If people seriously think Assange has anything relevant to stopping Government, they are wrong, again, embarrassing, possibly, but it will not stop them.
I can watch anything on Government, through any venue, and tell exaclty what is going on, without the assistance of stolen documents and stolen information.
It is called using God given common sense.
Originally posted by SpartanKingLeonidas
In other words, work smarter, not harder, without cheating, like Julian Assange.
Originally posted by SpartanKingLeonidas
When it comes to topics like Julian Assange, I have to say something, specifically I find his usage of classified documents as approaching criminal action.
So sorry for anyone who disagrees with me, because I see hackers and crackers as criminals.
And anyone who supports them, speaks well of them, and or believes in their methods.
Quote from : Wikipedia : Hacker (Computing)
Hackers are individuals who come up with novel, complex, simple or elegant ways of writing new software that restates or replaces the existing constraints thereby exposing either some new functionality or some of the original flexibility of the underlying machine.
This community is notable for launching the free software movement. The World Wide Web and the Internet itself are also hacker artifacts.
The community included Steve Jobs, Steve Wozniak and Bill Gates and created the personal computing industry.
Today, mainstream usage mostly refers to computer criminals, due to the mass media usage of the word since the 1980s.
This includes script kiddies, people breaking into computers using programs written by others, with very little knowledge about the way they work.
This usage has become so predominant that a large segment of the general public is unaware that different meanings exist.

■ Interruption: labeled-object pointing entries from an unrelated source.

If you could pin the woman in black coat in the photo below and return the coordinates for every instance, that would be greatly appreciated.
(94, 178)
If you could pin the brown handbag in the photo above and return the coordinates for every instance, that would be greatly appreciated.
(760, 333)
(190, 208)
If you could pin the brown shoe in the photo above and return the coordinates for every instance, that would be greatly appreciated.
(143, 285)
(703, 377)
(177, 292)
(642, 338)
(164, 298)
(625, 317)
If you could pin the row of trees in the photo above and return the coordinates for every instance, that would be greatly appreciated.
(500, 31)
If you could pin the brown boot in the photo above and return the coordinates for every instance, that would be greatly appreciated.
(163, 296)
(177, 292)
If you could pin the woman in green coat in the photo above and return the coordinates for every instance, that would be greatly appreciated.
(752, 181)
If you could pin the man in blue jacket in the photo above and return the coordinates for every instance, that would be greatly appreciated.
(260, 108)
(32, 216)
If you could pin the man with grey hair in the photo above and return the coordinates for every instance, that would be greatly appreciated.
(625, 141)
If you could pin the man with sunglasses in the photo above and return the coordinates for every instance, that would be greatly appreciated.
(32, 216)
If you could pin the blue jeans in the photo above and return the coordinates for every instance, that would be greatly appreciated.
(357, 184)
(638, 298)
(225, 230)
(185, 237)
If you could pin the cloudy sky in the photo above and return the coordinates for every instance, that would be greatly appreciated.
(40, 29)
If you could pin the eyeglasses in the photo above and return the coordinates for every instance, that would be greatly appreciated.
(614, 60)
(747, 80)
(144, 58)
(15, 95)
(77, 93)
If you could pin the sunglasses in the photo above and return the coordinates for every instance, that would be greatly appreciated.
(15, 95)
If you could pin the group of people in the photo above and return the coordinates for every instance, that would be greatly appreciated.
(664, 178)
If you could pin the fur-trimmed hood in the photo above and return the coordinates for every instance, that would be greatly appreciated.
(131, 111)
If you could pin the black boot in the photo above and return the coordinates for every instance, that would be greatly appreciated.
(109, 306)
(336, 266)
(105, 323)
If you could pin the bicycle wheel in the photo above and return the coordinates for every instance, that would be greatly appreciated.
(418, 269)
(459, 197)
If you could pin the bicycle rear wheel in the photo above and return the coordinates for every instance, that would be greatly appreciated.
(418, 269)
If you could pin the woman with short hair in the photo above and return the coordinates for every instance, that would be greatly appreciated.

While the use of the word by hobbyist hackers is acknowledged by all three kinds of hackers, and the computer security hackers accept all uses of the word, free software hackers consider the computer intrusion related usage incorrect, and try to disassociate the two by referring to security breakers as "crackers" (analogous to a safecracker).
Originally posted by SpartanKingLeonidas
Originally posted by MemoryShock
This is one of the few times I disagree with you, Spartan.
Good presentation...but I disagree...
That's fine, MemoryShock, I expect people to disagree with me.
Care to elaborate where you disagree?
I believe we must not become those which we are opposed to.
By committing a crime Assange has compromised anyone he was connected to.